Talks and Abstracts (tentative)

Nalini Anantharaman: From quantum chaos to random hyperbolic surfaces

A hundred years ago, Einstein wondered about quantization conditions for classically ergodic systems. However, a mathematical description of the spectrum of Schrödinger operators associated to ergodic classical dynamics is still missing today. The main paradigm where these questions are studied in mathematics concerns the spectrum of the laplacian on a hyperbolic manifold. I will review the 3 main conjectures in quantum chaos, asking to show universal behaviour for eigenvalues and eigenfunctions of these operators.

The explosion of recent results on the universality of the spectrum of random graphs gives the hope that introducing randomness may help to make progress understanding the issues of quantum chaos.

I will, in particular, introduce models of random hyperbolic surfaces, discuss Mirzakhani's work and a few recent results concerning the spectrum of the laplacian of random hyperbolic manifolds.

Mario Berta: Entropy for multipartite quantum states

From classical to quantum entropy inequalities.

Serena Cenatiempo: Low-Temperature Phases of Dilute Bose Gases

Dilute Bose gases are unique quantum systems that exhibit a fascinating low-temperature phase known as a Bose–Einstein condensate. In this talk, we will discuss the challenge of developing rigorous mathematical models that explain how this macroscopic phase emerges from the system’s underlying microscopic description, with a focus on advances made in the field over the past two decades.

Martin Fraas: On Fractions in Fractional Quantum Hall Effect

The quantum Hall effect refers to the behavior of Hall (transversal) conductance at low temperatures. As observed in early 80's, whenever the material is insulating, the Hall conductance has a fractional value. The Hall conductance cannot take any fractional value, for example it can take value 1/3 but not 1/2. Over the years theoretical and mathematical physicist developed many theories aimed to explain which values are allowed. In this talk, I will first give an overview of various approaches and then focus on what is known for quantum lattice models. 

Rupert Frank: Weyl’s law for the eigenvalues of the Laplacian

A classical topic in spectral theory is Weyl’s law describing the asymptotics of the eigenvalues of the Laplacian on a bounded open set. We are interested in these asymptotics in low regularity situations. Both in the Dirichlet and in the Neumann case we show two-term asymptotics for Riesz means of any positive order under the assumption that the boundary is Lipschitz continuous. For convex sets we obtain universal, nonasymptotic bounds. Tools in our proof are universal heat kernel bounds, as well as Tauberian Remainder Theorems.
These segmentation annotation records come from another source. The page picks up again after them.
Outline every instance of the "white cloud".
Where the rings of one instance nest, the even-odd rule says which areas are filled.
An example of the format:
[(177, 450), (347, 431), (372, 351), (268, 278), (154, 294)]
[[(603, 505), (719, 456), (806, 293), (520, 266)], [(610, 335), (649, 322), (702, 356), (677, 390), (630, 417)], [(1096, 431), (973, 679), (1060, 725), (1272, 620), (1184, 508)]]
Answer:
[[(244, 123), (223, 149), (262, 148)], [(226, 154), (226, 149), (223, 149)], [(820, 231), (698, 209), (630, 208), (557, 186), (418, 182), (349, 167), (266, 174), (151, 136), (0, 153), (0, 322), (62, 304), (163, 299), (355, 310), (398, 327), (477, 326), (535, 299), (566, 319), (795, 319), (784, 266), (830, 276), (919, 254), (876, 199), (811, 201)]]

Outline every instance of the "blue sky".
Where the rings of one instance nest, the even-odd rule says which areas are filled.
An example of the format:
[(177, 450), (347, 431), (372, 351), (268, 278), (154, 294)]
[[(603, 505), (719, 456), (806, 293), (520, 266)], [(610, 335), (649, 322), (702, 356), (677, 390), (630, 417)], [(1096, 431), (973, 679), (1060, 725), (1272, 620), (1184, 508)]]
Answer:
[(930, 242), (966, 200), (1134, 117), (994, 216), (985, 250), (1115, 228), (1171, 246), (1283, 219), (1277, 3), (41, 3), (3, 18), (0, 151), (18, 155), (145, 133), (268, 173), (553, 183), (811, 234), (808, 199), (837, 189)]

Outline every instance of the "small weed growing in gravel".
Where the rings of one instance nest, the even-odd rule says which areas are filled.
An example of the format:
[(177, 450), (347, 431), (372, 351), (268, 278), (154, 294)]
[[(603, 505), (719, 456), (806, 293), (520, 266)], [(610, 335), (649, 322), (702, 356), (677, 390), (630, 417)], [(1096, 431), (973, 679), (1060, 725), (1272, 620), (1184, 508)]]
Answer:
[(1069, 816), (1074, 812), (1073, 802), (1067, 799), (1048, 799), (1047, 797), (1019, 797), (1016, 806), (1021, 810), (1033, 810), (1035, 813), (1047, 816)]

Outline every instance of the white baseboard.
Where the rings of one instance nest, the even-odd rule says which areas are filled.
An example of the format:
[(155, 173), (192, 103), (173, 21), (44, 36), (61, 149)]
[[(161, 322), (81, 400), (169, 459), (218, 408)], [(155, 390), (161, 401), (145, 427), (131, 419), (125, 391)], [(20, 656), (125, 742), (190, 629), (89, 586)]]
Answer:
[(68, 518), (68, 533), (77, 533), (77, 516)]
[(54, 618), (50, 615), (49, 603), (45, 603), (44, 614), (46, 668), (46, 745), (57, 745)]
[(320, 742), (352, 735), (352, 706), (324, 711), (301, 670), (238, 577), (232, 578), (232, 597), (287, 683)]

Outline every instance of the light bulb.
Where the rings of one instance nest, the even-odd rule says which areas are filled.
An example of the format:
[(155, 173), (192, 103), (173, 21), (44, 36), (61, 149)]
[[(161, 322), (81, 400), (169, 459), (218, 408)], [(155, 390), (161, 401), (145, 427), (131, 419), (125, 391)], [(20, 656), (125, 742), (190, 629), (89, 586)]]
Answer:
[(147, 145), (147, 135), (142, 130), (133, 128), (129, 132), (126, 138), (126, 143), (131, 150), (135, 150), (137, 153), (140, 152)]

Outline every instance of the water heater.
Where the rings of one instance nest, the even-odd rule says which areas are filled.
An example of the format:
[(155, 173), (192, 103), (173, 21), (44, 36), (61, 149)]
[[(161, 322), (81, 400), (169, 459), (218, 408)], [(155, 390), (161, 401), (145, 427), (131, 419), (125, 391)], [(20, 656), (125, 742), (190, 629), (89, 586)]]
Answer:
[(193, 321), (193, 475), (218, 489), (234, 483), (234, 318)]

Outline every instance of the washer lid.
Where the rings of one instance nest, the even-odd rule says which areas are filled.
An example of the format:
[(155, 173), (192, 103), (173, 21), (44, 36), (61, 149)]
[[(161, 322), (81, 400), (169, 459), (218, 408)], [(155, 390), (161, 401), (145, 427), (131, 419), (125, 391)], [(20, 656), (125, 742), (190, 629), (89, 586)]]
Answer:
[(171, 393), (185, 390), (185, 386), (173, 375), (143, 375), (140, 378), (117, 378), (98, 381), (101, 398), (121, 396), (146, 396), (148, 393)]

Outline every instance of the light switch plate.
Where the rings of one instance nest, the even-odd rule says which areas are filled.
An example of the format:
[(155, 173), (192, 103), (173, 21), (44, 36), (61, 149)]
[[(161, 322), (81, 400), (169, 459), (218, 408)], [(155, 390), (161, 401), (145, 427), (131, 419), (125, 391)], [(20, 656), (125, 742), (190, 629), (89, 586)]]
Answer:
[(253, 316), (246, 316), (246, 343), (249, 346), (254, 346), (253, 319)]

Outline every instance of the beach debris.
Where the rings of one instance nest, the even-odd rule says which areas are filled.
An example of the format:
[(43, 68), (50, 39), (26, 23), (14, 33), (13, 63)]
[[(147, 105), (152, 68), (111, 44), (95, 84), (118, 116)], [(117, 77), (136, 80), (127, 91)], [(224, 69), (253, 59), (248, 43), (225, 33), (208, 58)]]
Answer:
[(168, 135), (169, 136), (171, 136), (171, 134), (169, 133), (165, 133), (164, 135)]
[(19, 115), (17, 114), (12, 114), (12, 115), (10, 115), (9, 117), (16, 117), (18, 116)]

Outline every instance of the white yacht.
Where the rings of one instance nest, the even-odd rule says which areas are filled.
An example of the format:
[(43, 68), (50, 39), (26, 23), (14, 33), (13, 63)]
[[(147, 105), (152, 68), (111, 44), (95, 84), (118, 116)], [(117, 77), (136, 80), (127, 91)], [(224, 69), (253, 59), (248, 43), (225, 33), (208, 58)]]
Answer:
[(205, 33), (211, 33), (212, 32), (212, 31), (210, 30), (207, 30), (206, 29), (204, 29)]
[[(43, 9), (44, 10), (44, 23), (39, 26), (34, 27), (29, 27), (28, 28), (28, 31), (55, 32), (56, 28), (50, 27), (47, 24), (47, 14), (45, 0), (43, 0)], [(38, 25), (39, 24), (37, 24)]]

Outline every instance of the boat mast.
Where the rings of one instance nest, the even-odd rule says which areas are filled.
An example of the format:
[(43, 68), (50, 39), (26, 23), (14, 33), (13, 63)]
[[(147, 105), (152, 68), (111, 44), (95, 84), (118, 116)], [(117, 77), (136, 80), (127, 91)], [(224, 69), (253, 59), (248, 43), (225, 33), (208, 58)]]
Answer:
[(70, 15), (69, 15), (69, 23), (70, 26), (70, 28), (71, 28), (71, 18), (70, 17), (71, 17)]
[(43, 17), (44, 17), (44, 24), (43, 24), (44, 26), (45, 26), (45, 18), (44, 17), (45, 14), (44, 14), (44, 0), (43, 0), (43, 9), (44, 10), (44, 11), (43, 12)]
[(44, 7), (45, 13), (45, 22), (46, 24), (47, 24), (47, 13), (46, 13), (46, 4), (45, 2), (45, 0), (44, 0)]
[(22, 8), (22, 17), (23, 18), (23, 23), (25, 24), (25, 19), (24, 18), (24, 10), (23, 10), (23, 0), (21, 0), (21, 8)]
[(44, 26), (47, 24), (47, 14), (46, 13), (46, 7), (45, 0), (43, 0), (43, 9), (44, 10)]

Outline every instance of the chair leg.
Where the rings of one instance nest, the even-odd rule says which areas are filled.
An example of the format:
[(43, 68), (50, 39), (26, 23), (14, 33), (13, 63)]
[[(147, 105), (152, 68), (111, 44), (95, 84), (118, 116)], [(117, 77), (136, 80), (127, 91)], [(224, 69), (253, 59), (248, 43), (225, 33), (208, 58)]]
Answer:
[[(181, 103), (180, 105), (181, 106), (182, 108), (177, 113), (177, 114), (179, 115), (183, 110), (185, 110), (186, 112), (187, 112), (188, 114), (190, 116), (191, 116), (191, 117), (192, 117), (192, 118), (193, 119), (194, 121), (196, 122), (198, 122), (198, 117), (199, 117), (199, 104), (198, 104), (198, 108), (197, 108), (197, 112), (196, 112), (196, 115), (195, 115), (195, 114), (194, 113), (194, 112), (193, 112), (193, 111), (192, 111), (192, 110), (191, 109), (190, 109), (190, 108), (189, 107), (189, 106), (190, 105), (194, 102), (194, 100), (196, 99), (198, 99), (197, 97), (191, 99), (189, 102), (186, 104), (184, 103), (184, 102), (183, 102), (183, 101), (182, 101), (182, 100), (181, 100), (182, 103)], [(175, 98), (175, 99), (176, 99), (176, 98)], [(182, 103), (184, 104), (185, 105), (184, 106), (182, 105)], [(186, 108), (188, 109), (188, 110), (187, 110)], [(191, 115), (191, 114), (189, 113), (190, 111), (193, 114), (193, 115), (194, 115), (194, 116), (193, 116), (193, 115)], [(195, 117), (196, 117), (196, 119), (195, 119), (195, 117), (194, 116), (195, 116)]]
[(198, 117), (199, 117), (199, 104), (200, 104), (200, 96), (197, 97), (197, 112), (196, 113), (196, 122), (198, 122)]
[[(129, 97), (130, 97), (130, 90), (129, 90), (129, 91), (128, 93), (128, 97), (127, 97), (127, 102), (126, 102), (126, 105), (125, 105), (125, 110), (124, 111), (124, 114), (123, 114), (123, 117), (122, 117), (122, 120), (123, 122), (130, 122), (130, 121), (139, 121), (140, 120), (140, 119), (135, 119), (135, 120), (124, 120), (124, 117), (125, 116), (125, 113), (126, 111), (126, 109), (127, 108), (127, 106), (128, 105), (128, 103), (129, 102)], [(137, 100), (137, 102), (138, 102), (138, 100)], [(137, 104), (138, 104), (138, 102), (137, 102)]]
Ludovico Lami: On the ultimate limits of entanglement testing and the generalised quantum Stein’s lemma

The task of entanglement testing consists in discriminating a given entangled state from the set of all separable (i.e. un-entangled) states. The ultimate limits of this task, as measured by the largest type-1 and type-2 error exponents that are achievable with arbitrary measurements, can be calculated with the help of two key results in entanglement theory, the generalised Sanov theorem and the generalised quantum Stein’s lemma, respectively. I will survey the recent proofs of these statements in [Lami/Berta/Regula, arXiv:2408.07067, 2024] and [Lami, IEEE Trans. Inf. Theory, 71(6), 2025], highlighting their connections with the theory of entanglement manipulation and the notion of asymptotic reversibility.

Amanda Young: A bulk gap in the presence of edge states for a truncated Haldane pseudopotential

We discuss the bulk gap for a truncated 1/3-filled Haldane pseudopotential for the fractional quantum Hall effect in the cylinder geometry. In the case of open boundary conditions, a lower bound on the spectral gap (which is uniform in the volume and particle number) accurately reflects the presence of edge states, which do not persist into the bulk. A uniform lower bound for the Hamiltonian with periodic boundary conditions is also obtained. Both of these bounds are proved by identifying invariant subspaces to which spectral gap and ground state energy estimating methods originally developed for quantum spin Hamiltonians are applied. Customizing the gap technique to the invariant subspace, however, we are able to avoid the edge states and establish a more precise estimate on the bulk gap in the case of periodic boundary conditions. The same approach can also be applied to prove a bulk gap for the analogously truncated Haldane pseudopotential with maximal half filling, which describes a strongly correlated system of spinless bosons in a cylinder geometry. This is based of joint work with S. Warzel.